Imunidade ESD V (HBM), ex., 1000V Capacidade de suportar descarga eletrostática, mais alta significa menos vulnerável. Medidas antiestáticas necessárias na produção, especialmente para LEDs sensíveis.

Gerenciamento Térmico e Confiabilidade

Termo Métrica Chave Explicação Simples Impacto
Temperatura de Junção Tj (°C) Temperatura operacional real dentro do chip LED. Cada redução de 10°C pode dobrar a vida útil; muito alta causa decaimento da luz, deslocamento de cor.
Depreciação do Lúmen L70 / L80 (horas) Tempo para o brilho cair para 70% ou 80% do inicial. Define diretamente a "vida de serviço" do LED.
Manutenção do Lúmen % (ex., 70%) Porcentagem de brilho retida após o tempo. Indica retenção de brilho ao longo do uso de longo prazo.
Deslocamento de Cor Δu′v′ ou elipse MacAdam Grau de mudança de cor durante o uso. Afeta a consistência da cor nas cenas de iluminação.
Envelhecimento Térmico Degradação do material Deterioração devido a alta temperatura a longo prazo.

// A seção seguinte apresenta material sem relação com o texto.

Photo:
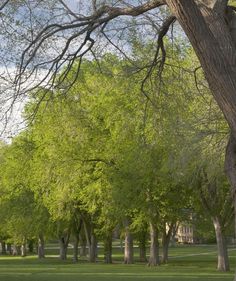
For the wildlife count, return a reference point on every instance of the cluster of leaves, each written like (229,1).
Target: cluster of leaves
(107,152)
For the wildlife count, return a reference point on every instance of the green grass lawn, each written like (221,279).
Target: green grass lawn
(186,263)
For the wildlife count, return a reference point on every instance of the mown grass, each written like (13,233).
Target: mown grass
(187,263)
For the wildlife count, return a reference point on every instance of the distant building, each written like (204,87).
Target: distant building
(185,233)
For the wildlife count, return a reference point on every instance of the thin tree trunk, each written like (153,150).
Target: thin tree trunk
(166,236)
(31,246)
(91,241)
(9,249)
(63,249)
(142,247)
(129,252)
(223,260)
(83,244)
(108,248)
(4,250)
(154,246)
(41,250)
(23,249)
(92,248)
(75,249)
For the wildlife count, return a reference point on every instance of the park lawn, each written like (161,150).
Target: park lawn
(186,263)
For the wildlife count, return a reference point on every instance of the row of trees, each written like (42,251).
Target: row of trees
(107,154)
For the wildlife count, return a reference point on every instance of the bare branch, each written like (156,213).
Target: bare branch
(4,4)
(220,6)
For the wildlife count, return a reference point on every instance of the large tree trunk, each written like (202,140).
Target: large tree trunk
(129,252)
(108,248)
(41,250)
(223,261)
(154,246)
(230,168)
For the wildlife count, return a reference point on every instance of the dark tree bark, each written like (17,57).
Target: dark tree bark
(142,246)
(64,238)
(154,245)
(63,249)
(129,252)
(41,249)
(75,249)
(23,249)
(166,236)
(9,249)
(91,240)
(92,248)
(223,260)
(211,39)
(4,248)
(83,244)
(108,248)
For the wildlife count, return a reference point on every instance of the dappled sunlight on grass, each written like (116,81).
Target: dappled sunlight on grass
(182,266)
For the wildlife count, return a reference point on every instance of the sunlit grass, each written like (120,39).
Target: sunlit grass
(186,263)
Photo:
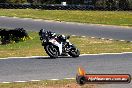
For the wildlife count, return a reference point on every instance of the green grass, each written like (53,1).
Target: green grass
(121,18)
(86,46)
(47,84)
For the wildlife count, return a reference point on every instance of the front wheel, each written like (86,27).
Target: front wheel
(74,52)
(51,50)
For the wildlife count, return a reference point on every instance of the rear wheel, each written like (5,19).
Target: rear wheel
(51,50)
(74,52)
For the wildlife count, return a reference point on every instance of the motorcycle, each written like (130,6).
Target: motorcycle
(55,46)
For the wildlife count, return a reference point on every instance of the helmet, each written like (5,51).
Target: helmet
(62,38)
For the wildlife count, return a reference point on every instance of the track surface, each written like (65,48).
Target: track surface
(113,32)
(44,68)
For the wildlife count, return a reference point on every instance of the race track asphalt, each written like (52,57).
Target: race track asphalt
(110,32)
(42,68)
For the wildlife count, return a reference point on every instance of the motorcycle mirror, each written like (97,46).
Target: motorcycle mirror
(68,37)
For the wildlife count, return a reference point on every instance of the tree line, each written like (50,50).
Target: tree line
(109,4)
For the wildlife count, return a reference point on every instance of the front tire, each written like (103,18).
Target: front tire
(51,50)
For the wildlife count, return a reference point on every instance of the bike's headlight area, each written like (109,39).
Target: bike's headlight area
(43,40)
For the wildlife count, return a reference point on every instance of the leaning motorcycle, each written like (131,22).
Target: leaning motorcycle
(54,47)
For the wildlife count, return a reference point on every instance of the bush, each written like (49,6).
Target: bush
(13,35)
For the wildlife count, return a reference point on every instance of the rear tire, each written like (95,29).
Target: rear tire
(74,52)
(51,50)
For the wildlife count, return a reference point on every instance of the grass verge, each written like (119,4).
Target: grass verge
(121,18)
(47,84)
(86,46)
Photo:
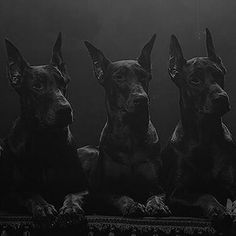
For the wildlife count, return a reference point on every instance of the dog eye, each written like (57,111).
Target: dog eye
(195,81)
(38,86)
(119,77)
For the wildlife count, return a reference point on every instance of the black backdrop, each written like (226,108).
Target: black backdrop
(120,28)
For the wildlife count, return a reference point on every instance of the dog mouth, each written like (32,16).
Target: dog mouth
(215,111)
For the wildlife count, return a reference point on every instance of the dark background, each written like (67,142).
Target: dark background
(120,28)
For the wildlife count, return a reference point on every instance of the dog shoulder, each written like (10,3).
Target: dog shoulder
(16,139)
(88,156)
(227,135)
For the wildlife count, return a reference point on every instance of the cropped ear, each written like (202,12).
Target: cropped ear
(211,53)
(57,59)
(16,65)
(176,59)
(145,58)
(100,62)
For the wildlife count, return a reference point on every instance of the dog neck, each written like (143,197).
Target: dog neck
(197,127)
(126,127)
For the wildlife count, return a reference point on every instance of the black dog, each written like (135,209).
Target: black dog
(124,173)
(199,161)
(39,155)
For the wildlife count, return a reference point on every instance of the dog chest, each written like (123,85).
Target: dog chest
(128,167)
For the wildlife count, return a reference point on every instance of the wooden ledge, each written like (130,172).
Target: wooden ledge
(110,225)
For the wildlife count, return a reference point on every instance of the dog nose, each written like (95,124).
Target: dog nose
(141,100)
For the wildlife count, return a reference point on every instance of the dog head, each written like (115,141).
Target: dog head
(200,80)
(125,82)
(42,89)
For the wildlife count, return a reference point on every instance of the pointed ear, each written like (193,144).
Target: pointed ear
(100,62)
(176,58)
(145,58)
(57,59)
(16,65)
(211,53)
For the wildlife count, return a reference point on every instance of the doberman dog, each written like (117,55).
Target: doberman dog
(124,172)
(199,160)
(39,155)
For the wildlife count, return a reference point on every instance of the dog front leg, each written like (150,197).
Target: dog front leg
(127,206)
(39,207)
(156,206)
(72,206)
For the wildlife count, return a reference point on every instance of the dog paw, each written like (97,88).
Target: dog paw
(131,208)
(70,214)
(221,219)
(44,210)
(156,207)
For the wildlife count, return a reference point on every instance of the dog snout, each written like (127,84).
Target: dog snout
(140,101)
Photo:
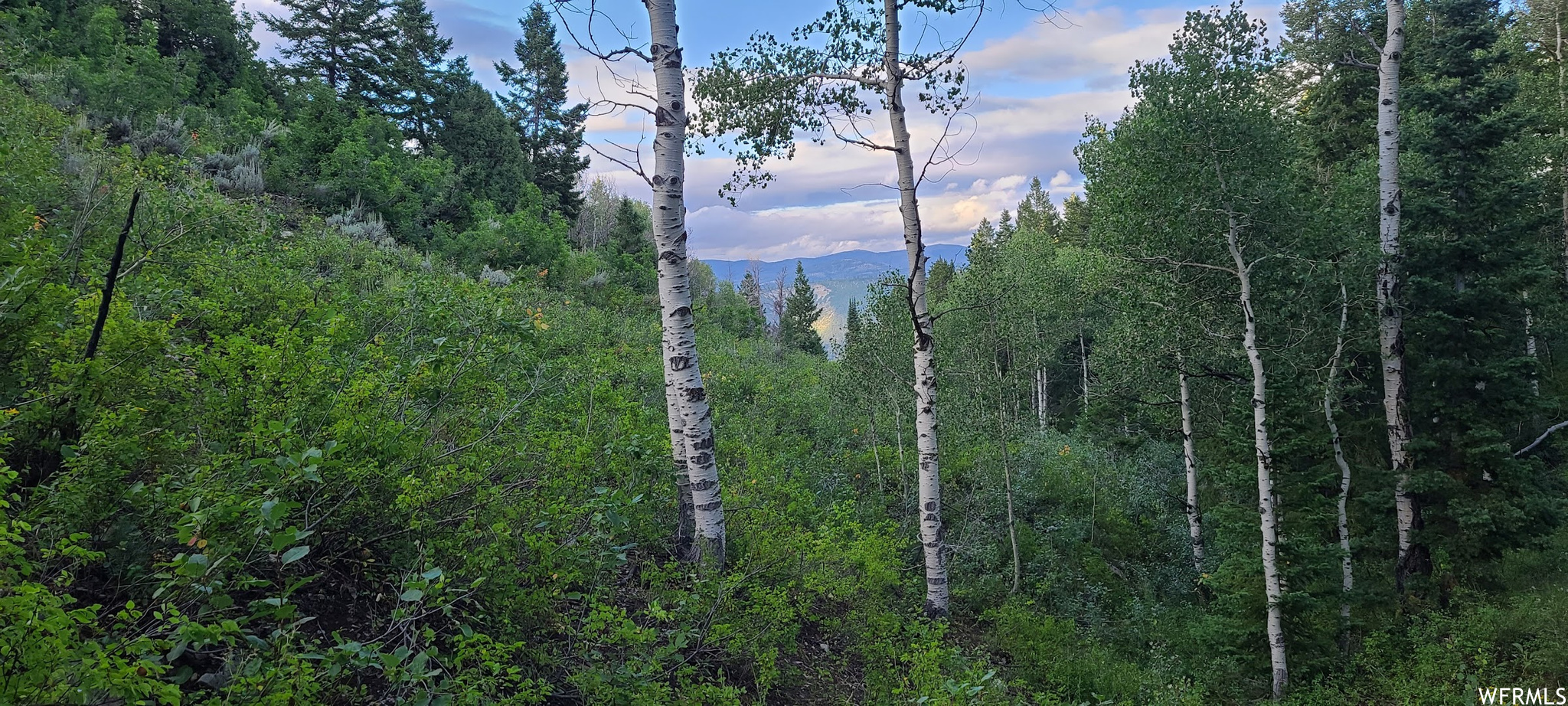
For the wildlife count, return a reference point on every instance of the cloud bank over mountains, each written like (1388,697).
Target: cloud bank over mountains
(1034,83)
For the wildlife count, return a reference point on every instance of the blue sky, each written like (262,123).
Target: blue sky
(1034,85)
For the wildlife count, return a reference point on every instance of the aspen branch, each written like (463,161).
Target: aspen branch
(1539,440)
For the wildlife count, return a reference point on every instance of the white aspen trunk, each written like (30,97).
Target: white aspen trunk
(1007,485)
(1391,319)
(686,521)
(924,332)
(877,451)
(1562,115)
(1264,447)
(1529,345)
(1043,397)
(1346,576)
(1007,466)
(1191,456)
(1084,364)
(684,377)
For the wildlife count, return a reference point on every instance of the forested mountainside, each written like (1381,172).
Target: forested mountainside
(327,381)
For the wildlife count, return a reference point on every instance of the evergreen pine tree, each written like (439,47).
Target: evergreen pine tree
(1074,220)
(483,148)
(549,131)
(1037,214)
(752,289)
(800,314)
(206,32)
(984,244)
(345,43)
(417,71)
(939,279)
(1473,254)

Pode causar queda de brilho, mudança de cor ou falha de circuito aberto.

Embalagem e Materiais

Termo Tipos Comuns Explicação Simples Características e Aplicações
Tipo de Pacote EMC, PPA, Cerâmica Material da carcaça protegendo o chip, fornecendo interface óptica/térmica. EMC: boa resistência ao calor, baixo custo; Cerâmica: melhor dissipação de calor, vida mais longa.
Estrutura do Chip Frontal, Flip Chip Arranjo dos eletrodos do chip. Flip chip: melhor dissipação de calor, eficácia mais alta, para alta potência.
Revestimento de Fósforo YAG, Silicato, Nitreto Cobre o chip azul, converte alguns para amarelo/vermelho, mistura para branco. Diferentes fósforos afetam eficácia, CCT e CRI.
Lente/Óptica Plana, Microlente, TIR Estrutura óptica na superfície controlando a distribuição da luz. Determina o ângulo de visão e curva de distribuição de luz.

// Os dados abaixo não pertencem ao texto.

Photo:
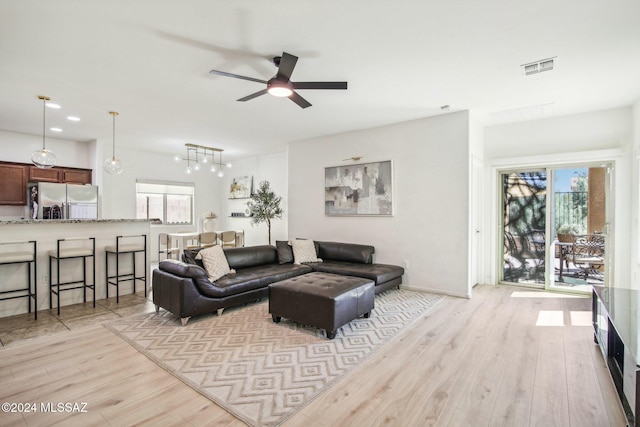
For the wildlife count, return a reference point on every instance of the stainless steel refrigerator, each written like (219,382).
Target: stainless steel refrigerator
(67,201)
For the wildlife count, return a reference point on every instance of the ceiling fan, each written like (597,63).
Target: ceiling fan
(281,85)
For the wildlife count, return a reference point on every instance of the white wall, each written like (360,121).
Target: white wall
(269,167)
(580,132)
(596,136)
(634,257)
(430,228)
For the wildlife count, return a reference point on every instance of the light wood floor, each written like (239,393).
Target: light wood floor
(507,357)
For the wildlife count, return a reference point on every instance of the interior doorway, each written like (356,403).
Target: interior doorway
(554,223)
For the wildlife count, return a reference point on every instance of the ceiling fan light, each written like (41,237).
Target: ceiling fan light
(279,90)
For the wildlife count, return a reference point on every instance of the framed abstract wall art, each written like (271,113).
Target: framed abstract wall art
(359,189)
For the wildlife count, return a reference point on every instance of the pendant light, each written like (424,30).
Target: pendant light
(113,165)
(43,158)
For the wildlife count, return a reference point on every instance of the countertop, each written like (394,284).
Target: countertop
(69,221)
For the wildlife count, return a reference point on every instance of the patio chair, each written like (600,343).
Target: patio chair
(587,254)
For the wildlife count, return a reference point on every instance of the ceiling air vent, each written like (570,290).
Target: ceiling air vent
(539,66)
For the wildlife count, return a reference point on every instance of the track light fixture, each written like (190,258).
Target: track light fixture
(198,155)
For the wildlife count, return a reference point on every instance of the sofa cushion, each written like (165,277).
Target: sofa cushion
(215,262)
(252,278)
(285,252)
(349,252)
(304,251)
(379,273)
(251,256)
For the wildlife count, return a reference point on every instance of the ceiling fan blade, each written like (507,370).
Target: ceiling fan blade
(319,85)
(303,103)
(287,64)
(253,95)
(236,76)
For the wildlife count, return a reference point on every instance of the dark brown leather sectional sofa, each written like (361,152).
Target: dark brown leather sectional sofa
(184,289)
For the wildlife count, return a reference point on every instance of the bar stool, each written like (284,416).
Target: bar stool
(67,249)
(127,245)
(15,254)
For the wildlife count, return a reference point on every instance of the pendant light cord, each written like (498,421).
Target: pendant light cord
(113,142)
(44,114)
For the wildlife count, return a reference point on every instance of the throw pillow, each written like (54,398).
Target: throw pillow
(190,256)
(215,262)
(285,253)
(304,251)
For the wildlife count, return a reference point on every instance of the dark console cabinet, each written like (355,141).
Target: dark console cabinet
(615,322)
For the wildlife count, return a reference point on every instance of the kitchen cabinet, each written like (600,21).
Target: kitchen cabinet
(15,176)
(60,175)
(13,187)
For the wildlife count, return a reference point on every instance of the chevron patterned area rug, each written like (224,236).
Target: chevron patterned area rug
(264,372)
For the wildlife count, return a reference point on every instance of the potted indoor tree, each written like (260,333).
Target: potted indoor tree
(264,206)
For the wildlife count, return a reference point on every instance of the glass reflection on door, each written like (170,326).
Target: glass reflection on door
(524,219)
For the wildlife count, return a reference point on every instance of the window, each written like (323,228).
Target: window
(171,203)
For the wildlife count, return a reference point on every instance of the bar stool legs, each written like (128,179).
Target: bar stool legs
(68,249)
(15,254)
(126,245)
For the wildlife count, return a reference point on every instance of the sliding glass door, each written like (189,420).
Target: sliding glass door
(580,226)
(554,226)
(524,208)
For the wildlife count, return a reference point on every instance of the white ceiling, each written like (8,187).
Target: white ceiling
(150,60)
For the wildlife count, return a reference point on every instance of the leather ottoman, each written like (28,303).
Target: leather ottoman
(324,300)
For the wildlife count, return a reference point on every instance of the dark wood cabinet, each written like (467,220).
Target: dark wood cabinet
(62,175)
(44,175)
(15,176)
(76,176)
(13,184)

Controle de Qualidade e Classificação

Termo Conteúdo de Binning Explicação Simples Propósito
Bin de Fluxo Luminoso Código ex. 2G, 2H Agrupado por brilho, cada grupo tem valores de lúmen mín/máx. Garante brilho uniforme no mesmo lote.
Bin de Tensão Código ex. 6W, 6X Agrupado por faixa de tensão direta. Facilita o emparelhamento do driver, melhora a eficiência do sistema.
Bin de Cor Elipse MacAdam de 5 passos Agrupado por coordenadas de cor, garantindo faixa estreita. Garante consistência de cor, evita cor irregular dentro do dispositivo.
Bin CCT 2700K, 3000K etc. Agrupado por CCT, cada um tem faixa de coordenadas correspondente. Atende aos diferentes requisitos de CCT da cena.

Testes e Certificação

Termo Padrão/Teste Explicação Simples Significado
LM-80 Teste de manutenção do lúmen Iluminação de longo prazo a temperatura constante, registrando decaimento de brilho. Usado para estimar vida do LED (com TM-21).
TM-21 Padrão de estimativa de vida Estima a vida sob condições reais com base nos dados LM-80. Fornece previsão científica de vida.
IESNA Sociedade de Engenharia de Iluminação Abrange métodos de teste ópticos, elétricos, térmicos. Base de teste reconhecida pela indústria.
RoHS / REACH Certificação ambiental Garante nenhuma substância nociva (chumbo, mercúrio). Requisito de acesso ao mercado internationalmente.
ENERGY STAR / DLC Certificação de eficiência energética Certificação de eficiência energética e desempenho para iluminação. Usado em aquisições governamentais, programas de subsídios, aumenta a competitividade.